47.

Viene un soplo inesperado y derriba a Ambrosio Leda sobre uno de los montones de escoria. La mente de Ambrosio no controla la esquina ni el vacío del saco alerta como la mano que se posa en el hombro. Es el soplo de una carrera, la velocidad del que tiene perdido el respeto a quien pueda interponerse en la huida.

—No haga otra cosa que seguirme —dice la voz tras el encontronazo—. Pierda el culo y no repare en nada. El riesgo es el mismo se trate de quien se trate.

Ambrosio se incorpora, la escoria petrificada le hizo daño en la espalda. Reacciona con torpeza y tarda unos segundos en comenzar a correr.

—Ni se le ocurra mirar hacia atrás —grita la voz, que en la velocidad arrastra un eco entrecortado y apremiante—. Si le dan el alto no baje la guardia.

Corre, da un traspié, está a punto de caer. La estela de quien le lleva la delantera se pierde en seguida y al cabo de un rato, sofocado, se detiene y se sienta en el suelo.

En el Barrio del Firmamento hay un vacío que no sólo responde a la emigración de los vecinos, sino al rebufo de la abducción que padecieron. El vacío contiene las expiraciones, lo que pudo ser la exhalación de un último suspiro, y dificulta la respiración de Ambrosio que se resiente de la precariedad pulmonar con la convulsión del silicótico.

Tarda en recuperarse, se pone de pie, intenta recobrar el sosiego del pecho comprimido. La niebla no ayuda y en la espalda ha podido sufrir el daño de alguna escama. Da unos pasos y en la oquedad que le hace sentir ese vacío como una abducción temerosa escucha el eco de un tintineo, la señal de lo que rebota en el suelo, acaso sobre la lava, como un brote metálico.

—La música de plata, querido amigo —dice la voz cercana del que corría y, al fin, se detuvo—. Lo más bonito que puede afanarse. Una cubertería que brillaba como las joyas. Coja la cucharilla, es suya. El regalo de un compinche que tiene la noche igual de comprometida.

Ambrosio no distingue a Carpo Expósito, no sabe a qué distancia se mantiene o si está escondido. La cucharilla de plata que acaba de tirarle llegó a sus pies tintineando como una escama inquieta.

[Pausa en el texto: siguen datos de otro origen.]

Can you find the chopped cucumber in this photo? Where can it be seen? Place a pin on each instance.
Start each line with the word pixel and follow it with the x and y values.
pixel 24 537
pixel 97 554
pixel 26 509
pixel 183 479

Es la tos lo que demuestra la cercanía de Carpo. La tos que rompe como un torrente incontenible y que parece indicar la desazón del cuerpo doblegado, como si la altura del muchacho se partiese al medio y el niño malo que pervive como un quiste o una esquirla en su espíritu y en su cuerpo saliese huyendo asustado.

—No tiene porvenir —dice el niño malo, sin que Ambrosio detecte con exactitud la voz, mientras Carpo Expósito sigue tosiendo—. Está pocho, está jodido. Si usted viera los esputos le daba grima. Y más de una vez, cuando se sienta, se le pega el calzoncillo en la sangre. Yo no quiero ser el quiste de un desahuciado, prefiero quitarle la espoleta a la granada que traigo en el bolsillo y hacernos volar al tiempo.

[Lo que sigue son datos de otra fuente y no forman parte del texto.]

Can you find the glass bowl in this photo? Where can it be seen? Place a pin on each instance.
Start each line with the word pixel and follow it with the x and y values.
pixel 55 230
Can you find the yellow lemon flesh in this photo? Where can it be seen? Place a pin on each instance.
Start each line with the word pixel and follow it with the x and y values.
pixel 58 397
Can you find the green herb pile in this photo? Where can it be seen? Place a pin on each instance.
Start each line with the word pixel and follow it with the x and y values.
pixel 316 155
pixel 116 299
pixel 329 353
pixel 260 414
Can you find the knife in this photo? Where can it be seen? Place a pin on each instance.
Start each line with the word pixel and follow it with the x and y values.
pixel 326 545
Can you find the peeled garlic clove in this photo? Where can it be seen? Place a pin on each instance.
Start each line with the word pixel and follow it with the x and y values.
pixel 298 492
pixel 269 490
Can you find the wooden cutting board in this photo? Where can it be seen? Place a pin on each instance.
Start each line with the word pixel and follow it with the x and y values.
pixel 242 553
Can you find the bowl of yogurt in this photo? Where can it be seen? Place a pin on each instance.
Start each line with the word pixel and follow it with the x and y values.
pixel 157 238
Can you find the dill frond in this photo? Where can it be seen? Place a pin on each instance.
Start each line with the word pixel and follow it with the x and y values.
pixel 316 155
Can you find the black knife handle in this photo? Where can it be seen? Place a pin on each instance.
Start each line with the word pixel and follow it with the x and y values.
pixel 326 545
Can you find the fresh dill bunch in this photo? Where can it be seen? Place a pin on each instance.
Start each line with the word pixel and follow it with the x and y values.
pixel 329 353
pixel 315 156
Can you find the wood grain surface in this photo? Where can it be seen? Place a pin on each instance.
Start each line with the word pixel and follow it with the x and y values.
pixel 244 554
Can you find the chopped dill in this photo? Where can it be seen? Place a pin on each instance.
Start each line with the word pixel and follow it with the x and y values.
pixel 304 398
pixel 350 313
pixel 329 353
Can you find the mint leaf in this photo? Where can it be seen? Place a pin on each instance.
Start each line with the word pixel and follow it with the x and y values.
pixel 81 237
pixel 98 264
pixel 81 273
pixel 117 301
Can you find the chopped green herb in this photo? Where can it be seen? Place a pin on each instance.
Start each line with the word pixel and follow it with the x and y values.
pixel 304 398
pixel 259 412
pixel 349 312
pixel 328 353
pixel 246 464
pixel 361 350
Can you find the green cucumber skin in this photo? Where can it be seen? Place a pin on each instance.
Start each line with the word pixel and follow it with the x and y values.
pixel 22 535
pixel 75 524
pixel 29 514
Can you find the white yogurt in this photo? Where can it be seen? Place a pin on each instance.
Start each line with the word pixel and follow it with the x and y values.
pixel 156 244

La figura de Carpo emerge en la niebla del Firmamento, camina temblorosa hacia Ambrosio, y lo que Lepo Corada podría añadir a la leyenda del Barrio en su gacetilla es que unos pocos vecinos se libraron de la abducción y sobreviven como fantasmas entre la escoria.

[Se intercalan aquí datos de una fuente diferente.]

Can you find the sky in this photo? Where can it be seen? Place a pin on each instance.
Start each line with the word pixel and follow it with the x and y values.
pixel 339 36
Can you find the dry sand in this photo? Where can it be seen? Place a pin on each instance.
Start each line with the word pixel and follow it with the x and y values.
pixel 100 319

—Y no son menos extraterrestres que los propios visitantes del más allá —escribiría el gacetillero, con la última copa derramada sobre el folio—. Los que perviven sin arrostrar el destino que hubieran debido asumir con sus paisanos, lo hacen sin razón ni estima. De una pervivencia desastrada y mugrienta se trata, de un existir sin resolución ni avío. La catadura fantasmal es la adecuada a esta deserción que propició la insolidaridad y el miedo. Ellos, los pocos que quedan, son los responsables de la verdadera ruina moral del Firmamento, vecinos sin padrón ni censo, espectros del último negociado.